Meet the real Mister Ed

This will no doubt come as a shock, but the horse who played the title character, Bamboo Harvester (how’s that for a name?), did not actually speak—though he certainly looked like he did. The horse came from animal trainer Lester Hilton, who, according to Alan Young, had a very specific philosophy about what made the right kind of animal performer.
“As he taught me later,” Young recalled to the Television Academy Foundation, “when you want a horse, you don’t want a trick horse. You want a horse that’s nosy, inquisitive and docile. And that’s what Ed was. He was the nosiest character, but very quiet, very docile. So that’s how we got Ed, but that wasn’t his real name. His name was Bamboo Harvester, and he’d never acted before.

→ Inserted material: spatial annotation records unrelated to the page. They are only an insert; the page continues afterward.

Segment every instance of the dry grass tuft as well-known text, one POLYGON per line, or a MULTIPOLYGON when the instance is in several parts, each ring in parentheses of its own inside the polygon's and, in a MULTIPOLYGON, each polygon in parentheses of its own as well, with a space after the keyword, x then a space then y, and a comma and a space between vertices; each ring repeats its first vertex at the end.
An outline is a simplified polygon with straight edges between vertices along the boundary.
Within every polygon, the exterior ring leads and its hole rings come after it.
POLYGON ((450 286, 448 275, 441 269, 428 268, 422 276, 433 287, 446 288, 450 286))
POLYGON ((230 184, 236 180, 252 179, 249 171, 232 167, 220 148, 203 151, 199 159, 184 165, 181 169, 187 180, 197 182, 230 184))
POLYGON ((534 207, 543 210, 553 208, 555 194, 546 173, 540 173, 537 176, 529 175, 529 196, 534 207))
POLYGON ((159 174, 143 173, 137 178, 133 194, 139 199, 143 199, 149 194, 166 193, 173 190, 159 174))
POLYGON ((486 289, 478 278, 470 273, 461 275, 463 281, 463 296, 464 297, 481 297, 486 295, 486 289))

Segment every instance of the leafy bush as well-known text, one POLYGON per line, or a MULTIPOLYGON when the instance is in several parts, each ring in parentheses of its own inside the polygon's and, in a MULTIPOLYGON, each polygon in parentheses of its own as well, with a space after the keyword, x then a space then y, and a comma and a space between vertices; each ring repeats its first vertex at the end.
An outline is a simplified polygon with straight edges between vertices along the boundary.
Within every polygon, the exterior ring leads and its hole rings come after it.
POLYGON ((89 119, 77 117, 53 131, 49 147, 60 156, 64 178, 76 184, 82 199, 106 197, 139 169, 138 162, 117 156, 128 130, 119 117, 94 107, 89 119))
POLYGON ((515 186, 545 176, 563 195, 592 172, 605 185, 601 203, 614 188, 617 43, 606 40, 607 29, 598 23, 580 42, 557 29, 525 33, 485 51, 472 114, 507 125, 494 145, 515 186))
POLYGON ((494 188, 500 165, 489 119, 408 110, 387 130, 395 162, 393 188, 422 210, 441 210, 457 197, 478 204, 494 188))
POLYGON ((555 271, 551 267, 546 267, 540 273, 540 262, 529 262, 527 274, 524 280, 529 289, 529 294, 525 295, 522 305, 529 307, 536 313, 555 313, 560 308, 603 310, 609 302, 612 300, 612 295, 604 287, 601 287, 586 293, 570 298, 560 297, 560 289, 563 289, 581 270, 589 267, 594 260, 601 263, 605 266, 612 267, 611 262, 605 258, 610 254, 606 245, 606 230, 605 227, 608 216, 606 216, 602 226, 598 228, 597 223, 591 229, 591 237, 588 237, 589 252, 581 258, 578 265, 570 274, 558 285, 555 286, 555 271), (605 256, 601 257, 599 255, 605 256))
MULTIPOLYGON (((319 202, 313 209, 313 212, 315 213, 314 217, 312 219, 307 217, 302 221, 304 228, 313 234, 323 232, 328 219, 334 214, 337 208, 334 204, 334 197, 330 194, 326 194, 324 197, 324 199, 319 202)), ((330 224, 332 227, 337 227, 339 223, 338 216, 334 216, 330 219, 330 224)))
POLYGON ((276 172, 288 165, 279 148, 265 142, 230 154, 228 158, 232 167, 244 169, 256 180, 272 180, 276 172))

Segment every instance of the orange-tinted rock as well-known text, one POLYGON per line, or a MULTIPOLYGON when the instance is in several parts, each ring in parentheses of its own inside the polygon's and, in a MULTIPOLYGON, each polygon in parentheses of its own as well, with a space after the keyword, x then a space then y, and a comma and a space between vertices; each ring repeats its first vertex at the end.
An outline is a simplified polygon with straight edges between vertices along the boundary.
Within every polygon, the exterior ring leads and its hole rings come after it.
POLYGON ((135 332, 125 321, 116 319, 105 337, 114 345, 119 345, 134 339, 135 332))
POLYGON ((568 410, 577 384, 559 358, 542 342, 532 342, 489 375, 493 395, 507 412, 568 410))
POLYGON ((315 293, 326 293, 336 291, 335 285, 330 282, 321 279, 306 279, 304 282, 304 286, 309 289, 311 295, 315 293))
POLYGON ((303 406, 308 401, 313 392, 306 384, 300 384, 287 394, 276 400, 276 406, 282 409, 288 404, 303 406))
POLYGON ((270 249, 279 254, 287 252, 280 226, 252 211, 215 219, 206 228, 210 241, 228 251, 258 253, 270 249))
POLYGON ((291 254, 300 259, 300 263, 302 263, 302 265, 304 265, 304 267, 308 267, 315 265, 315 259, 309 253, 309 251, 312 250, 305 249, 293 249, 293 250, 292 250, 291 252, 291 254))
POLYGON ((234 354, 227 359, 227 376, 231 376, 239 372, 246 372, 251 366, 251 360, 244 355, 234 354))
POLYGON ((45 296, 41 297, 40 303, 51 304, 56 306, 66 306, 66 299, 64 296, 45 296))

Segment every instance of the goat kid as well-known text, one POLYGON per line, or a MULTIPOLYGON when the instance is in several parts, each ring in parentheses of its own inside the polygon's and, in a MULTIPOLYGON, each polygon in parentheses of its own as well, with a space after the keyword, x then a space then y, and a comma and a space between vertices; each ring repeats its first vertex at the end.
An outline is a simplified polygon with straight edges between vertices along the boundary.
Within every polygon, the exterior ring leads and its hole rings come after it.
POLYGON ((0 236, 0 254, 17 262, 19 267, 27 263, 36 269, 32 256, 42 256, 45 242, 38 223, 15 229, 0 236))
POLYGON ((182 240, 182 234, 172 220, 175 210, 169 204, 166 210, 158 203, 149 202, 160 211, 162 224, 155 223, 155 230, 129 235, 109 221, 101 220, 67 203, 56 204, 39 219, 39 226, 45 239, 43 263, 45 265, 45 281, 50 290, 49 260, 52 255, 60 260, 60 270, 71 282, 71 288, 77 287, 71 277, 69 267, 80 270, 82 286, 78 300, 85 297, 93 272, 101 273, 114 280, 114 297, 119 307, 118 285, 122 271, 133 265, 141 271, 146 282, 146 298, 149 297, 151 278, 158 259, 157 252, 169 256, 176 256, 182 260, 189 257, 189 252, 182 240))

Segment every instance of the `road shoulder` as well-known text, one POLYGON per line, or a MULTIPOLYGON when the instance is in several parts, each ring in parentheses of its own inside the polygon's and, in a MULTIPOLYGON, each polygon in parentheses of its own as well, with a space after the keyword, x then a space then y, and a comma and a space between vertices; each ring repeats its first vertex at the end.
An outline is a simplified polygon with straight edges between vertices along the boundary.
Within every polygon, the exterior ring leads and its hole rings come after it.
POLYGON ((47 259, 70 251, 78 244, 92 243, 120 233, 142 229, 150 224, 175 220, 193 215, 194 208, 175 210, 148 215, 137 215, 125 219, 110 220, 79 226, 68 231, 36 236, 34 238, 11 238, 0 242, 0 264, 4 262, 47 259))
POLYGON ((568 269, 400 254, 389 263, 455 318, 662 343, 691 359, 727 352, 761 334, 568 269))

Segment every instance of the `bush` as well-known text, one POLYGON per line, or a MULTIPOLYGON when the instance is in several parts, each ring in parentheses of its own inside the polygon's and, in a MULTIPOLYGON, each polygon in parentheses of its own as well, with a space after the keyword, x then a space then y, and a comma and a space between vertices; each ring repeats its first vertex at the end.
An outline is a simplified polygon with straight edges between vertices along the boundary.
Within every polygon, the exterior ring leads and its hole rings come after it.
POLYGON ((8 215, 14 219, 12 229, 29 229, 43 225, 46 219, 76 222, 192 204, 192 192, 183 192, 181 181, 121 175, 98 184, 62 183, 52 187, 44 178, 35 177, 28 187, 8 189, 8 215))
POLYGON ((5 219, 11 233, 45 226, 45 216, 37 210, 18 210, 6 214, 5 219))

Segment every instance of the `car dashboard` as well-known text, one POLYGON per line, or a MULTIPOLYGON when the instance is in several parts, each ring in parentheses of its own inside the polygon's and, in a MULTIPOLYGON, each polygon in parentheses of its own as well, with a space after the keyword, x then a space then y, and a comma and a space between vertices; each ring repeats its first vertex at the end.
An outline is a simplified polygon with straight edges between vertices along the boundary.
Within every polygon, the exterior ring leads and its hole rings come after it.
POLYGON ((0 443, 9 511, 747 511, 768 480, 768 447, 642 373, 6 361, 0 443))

I think he was a parade horse and had just done ‘horsey’ things before, so it was quite novel.”
One of Young’s fondest memories was the first time Bamboo walked onto the set and immediately began looking around “as nosy as can be.” The horse’s calm demeanor, even under pressure, made a lasting impression.
“One time, I was sitting in the chair with Les, the trainer, and he was holding Ed by the reins. The set had these great big light bulbs; one of them fell and it was like a grenade going off. I went up in my chair, Lester jumped and Ed simply raised his head and looked, like, ‘What was that?’ It was the Greta Garbo look. That’s the way she looked—she turned slowly and that was always Ed’s reaction. It was beyond his comprehension, so he wouldn’t bother with it.”
Who was the voice of Mister Ed?

Although the credits jokingly suggested otherwise, Mister Ed was brought to vocal life by Allan “Rocky” Lane, a prolific actor whose career stretched from the late 1920s through the mid-1960s. Lane appeared in dozens of films—many of them low-budget Westerns and action pictures—and built a solid reputation as a dependable B-movie leading man. By the time Mister Ed came along, he was seasoned but struggling.
“Rocky Lane had been a big Western star,” Young explained. “But when Westerns had kind of faded away, he’d faded with them and at the time was sleeping on Lester Hilton’s couch. So, we’re taking photograph publicity pictures and suddenly we heard this voice come out, ‘Hey, Lester, where do you keep the coffee?’ And everybody looked around and said, ‘That’s Ed’s voice!’”

The producers quickly made Lane an offer—but he had one condition, says Young. “So they went to him and asked if he wanted to do the voice. He said he would, but said, ‘I was a star once. People will know I’m doing the voice of a horse.’ So they said, ‘Okay, we won’t mention your name. You just do it.’ Well, when the show clicked, Rocky came to them and said, ‘I’d like credit for this,’ but in the credits it says Ed plays himself and kids believe that, so they couldn’t change it. They gave him a raise and he was happy, but he never got any credit for that voice.”
As a result, Lane’s most recognizable contribution to popular culture went largely uncredited during his lifetime. While his on-screen work faded from public memory, his voice lived on—wisecracking from a stable and becoming one of television’s most distinctive unseen performances.
So how did Mister Ed talk? The secret behind the lip-syncing magic

Which brings us back to the question audiences kept asking: how did they actually make it look like Mister Ed was talking? Today, it would be a simple visual-effects trick, but in the early 1960s, the solution had to be practical. The illusion relied on a combination of methods. Lane supplied the voice, but the key was getting Bamboo’s mouth to move in sync. Early on, this was accomplished with a thin, harmless thread—an approach already used in the Francis the Talking Mule films—that encouraged the horse to move his lips at the right moments. It wasn’t painful or cruel, just another bit of low-tech movie magic.
As the series went on, the process became easier. Bamboo was well-trained and responsive, and mechanical assistance wasn’t always necessary. Over the years, however, another explanation entered the legend: peanut butter. The story was that it was sometimes placed in the horse’s mouth, prompting him to move his lips as he tried to clean it off. Whether that method was used regularly or only sparingly has never been fully confirmed—but it became part of Mister Ed lore all the same.
Speaking to Cinemaretro.com, Young explained how that myth took hold. “[The kids] would write and ask if the horse really could talk! Al Simon and Arthur Lubin, the producers, suggested we keep the method a secret because they thought kids would be disappointed if they found out the technical details of how it was done, so I made up the peanut butter story, and everyone bought it. Ed actually learned to move his lips on cue when the trainer touched his hoof. In fact, he soon learned to do it when I stopped talking during a scene, which actually could be a bit of a problem. Ed was very smart and, despite what some people have written about him, he was the gentlest horse you ever saw.”
In the end, what made the illusion work wasn’t any single trick. It was the timing, the editing, the voice work and—above all—Alan Young’s commitment to playing every exchange completely straight. Put it all together, and audiences didn’t worry about how Ed talked. They simply accepted that he did and happily listened in.